“All the world’s a stage and all the men and women merely players,” says Shakespeare in “As You Like It.” For people of faith, the world is God’s stage, but we aren’t merely players. We are partners with God as he acts through the human beings He has created.

In theaters for one night only Nov. 6, the feature-length documentary “The Divine Plan” (Nexus Media) begins by introducing its two main players, both actors who knew how to work a crowd: St. John Paul II and President Ronald Reagan. God gave them the biggest stage possible, and they took to it with consummate skill.

They used it, moreover, it to achieve positive change, namely, the end of the Cold War and the fall of Soviet communism. The question posed by filmmaker Robert Orlando is this: Was their work toward those ends just something that happened by accident or part of a divine plan?

Ironically, it was two acts of violence that came to link pope and president: unsuccessful assassination attempts only six weeks apart.

March 30, 1981, saw John Hinckley Jr. open fire as Reagan exited the Washington Hilton Hotel after a speaking engagement. On May 13, 1981, St. John Paul was making his way around St. Peter’s Square greeting pilgrims from the open-air popemobile when Mehmet Ali Agca, a Turkish national, opened fire, wounding the pontiff. As men of faith, both took their survival as a sign that God was not finished using them to do good in the world.

The first meeting between Reagan and the pope took place in June 1982, even before the president made history by appointing the first U.S. ambassador to the Holy See. (The United States had had consular relations with the Papal States from 1797 to 1867 and various presidents in the interim had sent personal envoys to the Vatican.)

When the Solidarity movement in Poland, led by Lech Walesa, picked up speed, Reagan and St. John Paul knew the time was ripe to take real steps toward ending the Cold War. Around the same time, change was happening in the Soviet Union with the rise to power of Mikhail Gorbachev and his promotion of reforms.
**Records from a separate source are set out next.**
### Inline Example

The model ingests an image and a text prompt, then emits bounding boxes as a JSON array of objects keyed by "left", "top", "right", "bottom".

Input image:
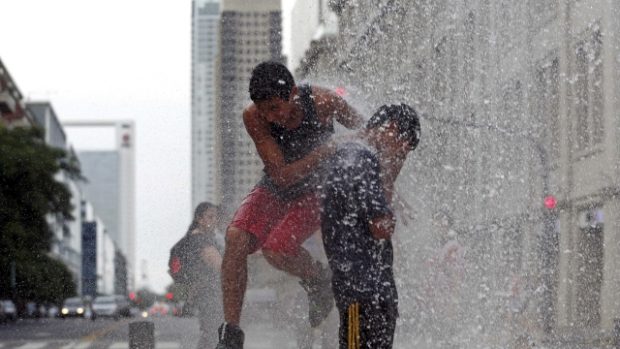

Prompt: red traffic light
[
  {"left": 334, "top": 86, "right": 347, "bottom": 97},
  {"left": 545, "top": 195, "right": 558, "bottom": 210}
]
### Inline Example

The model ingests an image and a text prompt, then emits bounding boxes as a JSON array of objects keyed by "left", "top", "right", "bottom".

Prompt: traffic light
[{"left": 545, "top": 195, "right": 558, "bottom": 210}]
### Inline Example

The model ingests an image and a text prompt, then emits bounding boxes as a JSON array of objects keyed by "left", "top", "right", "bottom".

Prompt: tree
[{"left": 0, "top": 125, "right": 82, "bottom": 302}]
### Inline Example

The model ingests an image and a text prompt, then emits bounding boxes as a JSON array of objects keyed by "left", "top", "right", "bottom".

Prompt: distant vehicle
[
  {"left": 60, "top": 297, "right": 90, "bottom": 319},
  {"left": 47, "top": 305, "right": 60, "bottom": 317},
  {"left": 0, "top": 299, "right": 17, "bottom": 321},
  {"left": 92, "top": 295, "right": 131, "bottom": 320},
  {"left": 148, "top": 302, "right": 170, "bottom": 317}
]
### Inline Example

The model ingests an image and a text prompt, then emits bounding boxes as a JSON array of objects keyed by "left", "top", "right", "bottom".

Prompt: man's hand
[{"left": 370, "top": 214, "right": 396, "bottom": 240}]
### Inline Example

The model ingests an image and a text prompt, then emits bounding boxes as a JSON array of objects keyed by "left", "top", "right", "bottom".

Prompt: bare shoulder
[
  {"left": 312, "top": 86, "right": 341, "bottom": 121},
  {"left": 310, "top": 85, "right": 338, "bottom": 103},
  {"left": 243, "top": 103, "right": 269, "bottom": 143}
]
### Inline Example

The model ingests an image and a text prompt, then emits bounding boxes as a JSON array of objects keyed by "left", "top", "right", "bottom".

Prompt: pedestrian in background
[{"left": 169, "top": 202, "right": 224, "bottom": 349}]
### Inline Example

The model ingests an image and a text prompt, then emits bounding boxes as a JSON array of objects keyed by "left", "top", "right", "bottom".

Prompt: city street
[{"left": 0, "top": 317, "right": 319, "bottom": 349}]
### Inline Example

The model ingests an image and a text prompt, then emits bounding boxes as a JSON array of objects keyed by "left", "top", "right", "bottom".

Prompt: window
[
  {"left": 533, "top": 57, "right": 560, "bottom": 163},
  {"left": 572, "top": 30, "right": 604, "bottom": 150}
]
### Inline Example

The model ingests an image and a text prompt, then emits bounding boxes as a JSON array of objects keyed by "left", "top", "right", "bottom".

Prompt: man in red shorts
[{"left": 216, "top": 62, "right": 363, "bottom": 349}]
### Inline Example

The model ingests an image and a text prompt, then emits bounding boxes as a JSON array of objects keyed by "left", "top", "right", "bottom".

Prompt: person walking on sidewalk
[
  {"left": 169, "top": 202, "right": 223, "bottom": 349},
  {"left": 321, "top": 104, "right": 420, "bottom": 349},
  {"left": 217, "top": 61, "right": 363, "bottom": 349}
]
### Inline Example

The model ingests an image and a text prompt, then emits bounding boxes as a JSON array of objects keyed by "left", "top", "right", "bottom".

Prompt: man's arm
[
  {"left": 243, "top": 109, "right": 335, "bottom": 188},
  {"left": 312, "top": 86, "right": 364, "bottom": 129},
  {"left": 369, "top": 214, "right": 396, "bottom": 240},
  {"left": 200, "top": 246, "right": 222, "bottom": 271}
]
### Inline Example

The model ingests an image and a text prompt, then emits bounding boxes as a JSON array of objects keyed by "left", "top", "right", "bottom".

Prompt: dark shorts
[
  {"left": 338, "top": 301, "right": 398, "bottom": 349},
  {"left": 230, "top": 186, "right": 321, "bottom": 255}
]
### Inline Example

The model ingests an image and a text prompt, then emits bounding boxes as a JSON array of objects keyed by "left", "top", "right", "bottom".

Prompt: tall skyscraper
[
  {"left": 218, "top": 0, "right": 283, "bottom": 212},
  {"left": 63, "top": 121, "right": 136, "bottom": 289},
  {"left": 192, "top": 0, "right": 225, "bottom": 207}
]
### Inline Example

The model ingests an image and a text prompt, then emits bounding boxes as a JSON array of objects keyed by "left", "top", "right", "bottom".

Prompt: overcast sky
[{"left": 0, "top": 0, "right": 294, "bottom": 292}]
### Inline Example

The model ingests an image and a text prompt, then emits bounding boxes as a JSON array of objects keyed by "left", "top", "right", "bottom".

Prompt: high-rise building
[
  {"left": 218, "top": 0, "right": 283, "bottom": 212},
  {"left": 64, "top": 121, "right": 136, "bottom": 289},
  {"left": 192, "top": 0, "right": 225, "bottom": 207},
  {"left": 80, "top": 201, "right": 116, "bottom": 297},
  {"left": 0, "top": 59, "right": 33, "bottom": 127}
]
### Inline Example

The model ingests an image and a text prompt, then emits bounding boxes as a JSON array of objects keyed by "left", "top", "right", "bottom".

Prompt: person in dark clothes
[
  {"left": 173, "top": 202, "right": 223, "bottom": 349},
  {"left": 321, "top": 104, "right": 420, "bottom": 349},
  {"left": 217, "top": 62, "right": 363, "bottom": 349}
]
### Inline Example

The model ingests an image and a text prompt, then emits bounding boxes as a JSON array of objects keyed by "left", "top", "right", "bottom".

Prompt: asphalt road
[
  {"left": 0, "top": 316, "right": 321, "bottom": 349},
  {"left": 0, "top": 317, "right": 198, "bottom": 349}
]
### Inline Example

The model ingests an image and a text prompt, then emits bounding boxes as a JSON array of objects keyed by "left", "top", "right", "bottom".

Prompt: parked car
[
  {"left": 0, "top": 299, "right": 17, "bottom": 321},
  {"left": 60, "top": 297, "right": 90, "bottom": 319},
  {"left": 92, "top": 295, "right": 131, "bottom": 320},
  {"left": 148, "top": 302, "right": 170, "bottom": 317}
]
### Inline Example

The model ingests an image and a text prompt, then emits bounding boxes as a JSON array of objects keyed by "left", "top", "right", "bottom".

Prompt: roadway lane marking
[
  {"left": 60, "top": 342, "right": 76, "bottom": 349},
  {"left": 82, "top": 321, "right": 125, "bottom": 342},
  {"left": 107, "top": 342, "right": 181, "bottom": 349},
  {"left": 60, "top": 341, "right": 92, "bottom": 349},
  {"left": 73, "top": 341, "right": 93, "bottom": 349},
  {"left": 16, "top": 342, "right": 47, "bottom": 349}
]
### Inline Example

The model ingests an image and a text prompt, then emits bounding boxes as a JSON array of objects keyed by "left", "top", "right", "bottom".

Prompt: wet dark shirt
[
  {"left": 258, "top": 85, "right": 334, "bottom": 200},
  {"left": 321, "top": 143, "right": 397, "bottom": 306}
]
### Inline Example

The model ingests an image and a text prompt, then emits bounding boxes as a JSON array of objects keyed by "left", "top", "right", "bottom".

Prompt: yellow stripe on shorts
[{"left": 347, "top": 303, "right": 360, "bottom": 349}]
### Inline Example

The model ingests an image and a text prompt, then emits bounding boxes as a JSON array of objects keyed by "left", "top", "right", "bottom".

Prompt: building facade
[
  {"left": 218, "top": 0, "right": 283, "bottom": 212},
  {"left": 294, "top": 0, "right": 620, "bottom": 341},
  {"left": 26, "top": 102, "right": 83, "bottom": 294},
  {"left": 192, "top": 0, "right": 220, "bottom": 207},
  {"left": 63, "top": 121, "right": 136, "bottom": 289},
  {"left": 81, "top": 201, "right": 117, "bottom": 298},
  {"left": 0, "top": 59, "right": 34, "bottom": 127}
]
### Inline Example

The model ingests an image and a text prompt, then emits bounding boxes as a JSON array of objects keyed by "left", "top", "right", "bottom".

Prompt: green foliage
[
  {"left": 0, "top": 126, "right": 81, "bottom": 301},
  {"left": 134, "top": 288, "right": 157, "bottom": 310},
  {"left": 166, "top": 283, "right": 189, "bottom": 302}
]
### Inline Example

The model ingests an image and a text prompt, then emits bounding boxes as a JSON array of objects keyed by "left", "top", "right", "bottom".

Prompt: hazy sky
[{"left": 0, "top": 0, "right": 294, "bottom": 291}]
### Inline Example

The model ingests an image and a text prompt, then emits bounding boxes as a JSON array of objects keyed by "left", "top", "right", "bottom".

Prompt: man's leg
[
  {"left": 263, "top": 247, "right": 322, "bottom": 280},
  {"left": 222, "top": 227, "right": 253, "bottom": 326},
  {"left": 263, "top": 194, "right": 334, "bottom": 327},
  {"left": 216, "top": 227, "right": 254, "bottom": 349}
]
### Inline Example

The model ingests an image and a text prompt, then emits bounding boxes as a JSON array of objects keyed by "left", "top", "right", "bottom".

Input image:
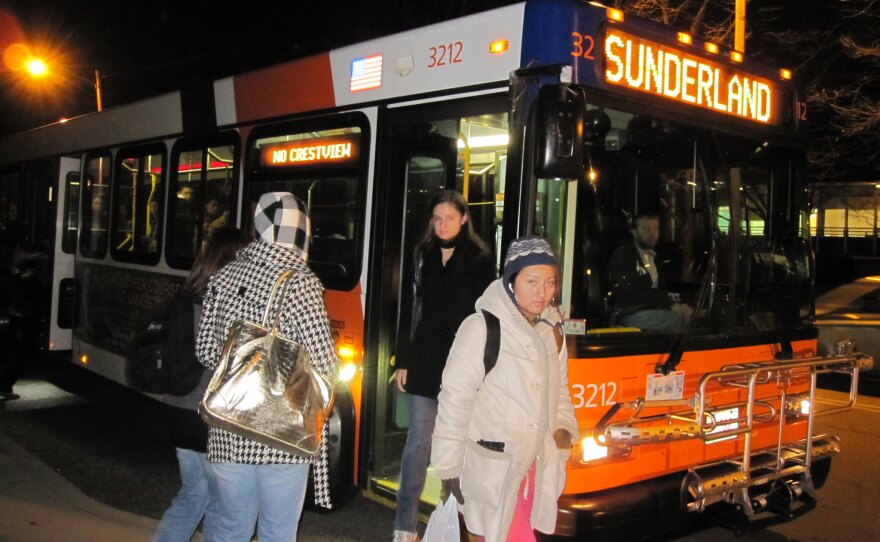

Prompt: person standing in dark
[
  {"left": 153, "top": 228, "right": 248, "bottom": 542},
  {"left": 0, "top": 251, "right": 48, "bottom": 402},
  {"left": 394, "top": 190, "right": 495, "bottom": 542},
  {"left": 608, "top": 213, "right": 693, "bottom": 333}
]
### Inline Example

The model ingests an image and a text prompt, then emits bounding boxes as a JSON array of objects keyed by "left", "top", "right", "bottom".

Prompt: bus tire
[{"left": 306, "top": 386, "right": 357, "bottom": 511}]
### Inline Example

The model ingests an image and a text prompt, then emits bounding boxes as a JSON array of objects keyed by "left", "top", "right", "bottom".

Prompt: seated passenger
[{"left": 608, "top": 213, "right": 693, "bottom": 333}]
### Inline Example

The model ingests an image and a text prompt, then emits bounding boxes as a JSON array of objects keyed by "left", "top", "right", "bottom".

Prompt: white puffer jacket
[{"left": 431, "top": 279, "right": 578, "bottom": 542}]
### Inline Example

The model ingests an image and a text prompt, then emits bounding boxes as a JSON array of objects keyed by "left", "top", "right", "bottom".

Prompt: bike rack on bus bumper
[{"left": 593, "top": 354, "right": 873, "bottom": 516}]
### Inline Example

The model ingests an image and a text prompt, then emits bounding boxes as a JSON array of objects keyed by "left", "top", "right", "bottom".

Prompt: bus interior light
[
  {"left": 339, "top": 363, "right": 357, "bottom": 382},
  {"left": 605, "top": 8, "right": 623, "bottom": 23},
  {"left": 489, "top": 40, "right": 510, "bottom": 55},
  {"left": 785, "top": 395, "right": 813, "bottom": 417},
  {"left": 336, "top": 345, "right": 355, "bottom": 362}
]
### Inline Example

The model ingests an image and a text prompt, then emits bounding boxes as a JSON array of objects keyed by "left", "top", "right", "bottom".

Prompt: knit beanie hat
[
  {"left": 254, "top": 192, "right": 311, "bottom": 260},
  {"left": 501, "top": 235, "right": 559, "bottom": 295}
]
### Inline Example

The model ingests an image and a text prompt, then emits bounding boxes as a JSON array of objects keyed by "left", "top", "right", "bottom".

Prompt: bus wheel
[
  {"left": 810, "top": 457, "right": 831, "bottom": 489},
  {"left": 306, "top": 386, "right": 357, "bottom": 510}
]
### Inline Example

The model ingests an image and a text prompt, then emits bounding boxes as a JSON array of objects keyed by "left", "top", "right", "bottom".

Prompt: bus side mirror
[{"left": 535, "top": 85, "right": 586, "bottom": 179}]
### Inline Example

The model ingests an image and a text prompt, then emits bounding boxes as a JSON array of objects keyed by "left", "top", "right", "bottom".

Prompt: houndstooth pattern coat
[{"left": 196, "top": 241, "right": 339, "bottom": 508}]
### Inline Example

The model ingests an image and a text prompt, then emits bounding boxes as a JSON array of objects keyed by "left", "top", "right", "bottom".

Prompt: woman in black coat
[{"left": 394, "top": 190, "right": 495, "bottom": 542}]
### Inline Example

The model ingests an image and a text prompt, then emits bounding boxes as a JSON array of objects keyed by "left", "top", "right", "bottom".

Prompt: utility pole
[
  {"left": 95, "top": 70, "right": 101, "bottom": 111},
  {"left": 733, "top": 0, "right": 746, "bottom": 53}
]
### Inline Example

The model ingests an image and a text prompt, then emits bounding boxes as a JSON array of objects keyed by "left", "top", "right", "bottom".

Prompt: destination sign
[
  {"left": 603, "top": 28, "right": 779, "bottom": 124},
  {"left": 260, "top": 137, "right": 358, "bottom": 167}
]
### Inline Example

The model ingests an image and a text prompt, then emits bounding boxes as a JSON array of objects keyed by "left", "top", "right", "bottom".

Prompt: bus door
[
  {"left": 3, "top": 158, "right": 80, "bottom": 351},
  {"left": 371, "top": 93, "right": 508, "bottom": 501},
  {"left": 49, "top": 157, "right": 80, "bottom": 350}
]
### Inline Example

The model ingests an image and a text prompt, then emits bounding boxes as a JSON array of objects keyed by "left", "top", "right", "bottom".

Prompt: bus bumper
[{"left": 554, "top": 450, "right": 833, "bottom": 541}]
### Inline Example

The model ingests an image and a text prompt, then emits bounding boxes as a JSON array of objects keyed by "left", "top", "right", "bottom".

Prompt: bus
[{"left": 0, "top": 0, "right": 873, "bottom": 540}]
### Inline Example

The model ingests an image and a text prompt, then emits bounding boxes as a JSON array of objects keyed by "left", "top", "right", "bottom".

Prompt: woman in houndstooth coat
[{"left": 196, "top": 192, "right": 338, "bottom": 542}]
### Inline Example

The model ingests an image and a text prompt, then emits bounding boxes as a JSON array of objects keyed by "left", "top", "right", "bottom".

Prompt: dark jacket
[
  {"left": 608, "top": 241, "right": 672, "bottom": 316},
  {"left": 396, "top": 239, "right": 495, "bottom": 398}
]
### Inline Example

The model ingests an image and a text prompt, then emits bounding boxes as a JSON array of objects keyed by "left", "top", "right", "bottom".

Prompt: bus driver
[{"left": 608, "top": 213, "right": 693, "bottom": 333}]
Bill Casey, a Catholic who headed the Central Intelligence Agency under Reagan, became the go-between in their behind-the-scenes collaboration, a partnership that came to be dubbed “The Holy Alliance.” It was spurred on by a shared outlook on the moral dimensions of the Cold War, especially communism’s disregard for the inherent dignity of the human person.

“The Divine Plan” features a wide variety of interviews. Some are with Church insiders like Auxiliary Bishop Robert E. Barron of Los Angeles, Cardinal Timothy M. Dolan of New York and papal biographer George Weigel. Others are with political authors such as Anne Applebaum and John O’Sullivan. Especially interesting is input from Richard V. Allen, who began as Reagan’s foreign policy guru from 1977 to 1980 and was then appointed as his first national security adviser.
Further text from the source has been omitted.